Fig. 3. MRI images of the second patient obtained in February 2025 at the time of initial clinical picture developed
The patient received symptomatic pain relief therapy with minimal response. On June 2, 2025, the patient was evaluated by a neurosurgeon, who suspected spinal plasmacytoma and recommended a consultation with hematologist. Sternal bone marrow aspiration performed on June 3, 2025, demonstrated bone marrow infiltration by plasma cell lineage elements (plasmacytes – 35.5%, proplasmacytes – 4.5%, plasmablasts – 1.0%). Serum protein electrophoresis and immunofixation performed on June 10, 2025, revealed no monoclonal paraproteins, whereas urine electrophoresis detected Bence–Jones protein of the kappa type (0.216 g/L in the gamma zone). The β2-microglobulin level was elevated to 3.65 mg/L.

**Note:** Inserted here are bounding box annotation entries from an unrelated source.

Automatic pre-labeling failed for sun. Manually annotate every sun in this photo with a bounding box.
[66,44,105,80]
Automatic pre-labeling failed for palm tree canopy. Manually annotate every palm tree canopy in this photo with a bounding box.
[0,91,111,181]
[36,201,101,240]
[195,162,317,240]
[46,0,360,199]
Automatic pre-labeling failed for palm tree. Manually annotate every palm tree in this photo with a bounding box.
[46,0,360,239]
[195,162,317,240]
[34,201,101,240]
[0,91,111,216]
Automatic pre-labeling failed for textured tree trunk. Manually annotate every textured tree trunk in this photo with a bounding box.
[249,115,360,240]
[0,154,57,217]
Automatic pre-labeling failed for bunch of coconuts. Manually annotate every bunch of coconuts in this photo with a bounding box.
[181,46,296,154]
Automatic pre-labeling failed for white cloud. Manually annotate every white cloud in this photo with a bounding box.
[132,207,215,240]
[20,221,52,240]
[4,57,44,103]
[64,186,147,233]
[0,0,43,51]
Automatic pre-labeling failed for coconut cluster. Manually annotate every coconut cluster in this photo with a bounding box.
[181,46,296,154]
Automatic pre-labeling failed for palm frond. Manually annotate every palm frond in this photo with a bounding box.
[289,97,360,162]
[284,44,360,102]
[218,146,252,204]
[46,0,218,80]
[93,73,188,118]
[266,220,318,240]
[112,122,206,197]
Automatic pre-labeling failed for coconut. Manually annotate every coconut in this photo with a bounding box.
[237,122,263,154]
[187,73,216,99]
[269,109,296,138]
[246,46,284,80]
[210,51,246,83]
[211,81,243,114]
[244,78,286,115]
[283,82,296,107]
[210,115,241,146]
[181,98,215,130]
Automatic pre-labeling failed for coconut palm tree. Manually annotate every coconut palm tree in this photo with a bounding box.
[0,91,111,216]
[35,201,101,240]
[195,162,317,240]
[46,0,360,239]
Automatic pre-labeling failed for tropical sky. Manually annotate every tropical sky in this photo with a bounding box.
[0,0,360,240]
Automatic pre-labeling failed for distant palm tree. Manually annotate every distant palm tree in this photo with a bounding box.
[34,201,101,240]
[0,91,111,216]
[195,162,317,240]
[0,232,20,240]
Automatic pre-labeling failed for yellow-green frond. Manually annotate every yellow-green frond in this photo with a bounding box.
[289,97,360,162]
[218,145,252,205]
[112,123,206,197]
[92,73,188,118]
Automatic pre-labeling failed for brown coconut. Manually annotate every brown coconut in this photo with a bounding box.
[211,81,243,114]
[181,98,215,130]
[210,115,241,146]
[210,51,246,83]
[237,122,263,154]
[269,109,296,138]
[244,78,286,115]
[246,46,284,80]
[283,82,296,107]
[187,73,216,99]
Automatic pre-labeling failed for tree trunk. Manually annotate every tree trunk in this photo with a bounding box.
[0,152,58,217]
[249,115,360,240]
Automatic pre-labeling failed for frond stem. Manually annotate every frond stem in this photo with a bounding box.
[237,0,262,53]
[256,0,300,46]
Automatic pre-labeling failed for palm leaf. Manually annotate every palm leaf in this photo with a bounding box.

Skeletal radiography performed on June 10, 2025, demonstrated multiple poorly demarcated lytic foci in the skull (1–3 mm in diameter), bilateral humeral bone lesions (up to 0.5 cm, predominantly on the right), and bilateral femoral bone lesions (up to 0.8 cm, predominantly on the right).
Based on the clinical, radiological and laboratory findings, the diagnosis of kappa light-chain MM, stage II according to the International Staging System (ISS), was established.
The patient was admitted to the Hematology Department of CE "Poltava Regional Clinical Hospital named after M.V. Sklifosovsky PRC". In June 2025, first-line chemotherapy according to the VRD regimen along with zoledronic acid was initiated. The neurosurgeon assessed spinal stability by the SINS score with 12 points as potentially unstable and the decision for surgical intervention was recommended to be postponed after completing the first course of VRD treatment. In July 2025, clinical improvement was achieved and pain was significantly released. Upon repeated neurosurgical consultation, the SINS score showed 10 points the decision was made to avoid spinal surgery and continue chemotherapy.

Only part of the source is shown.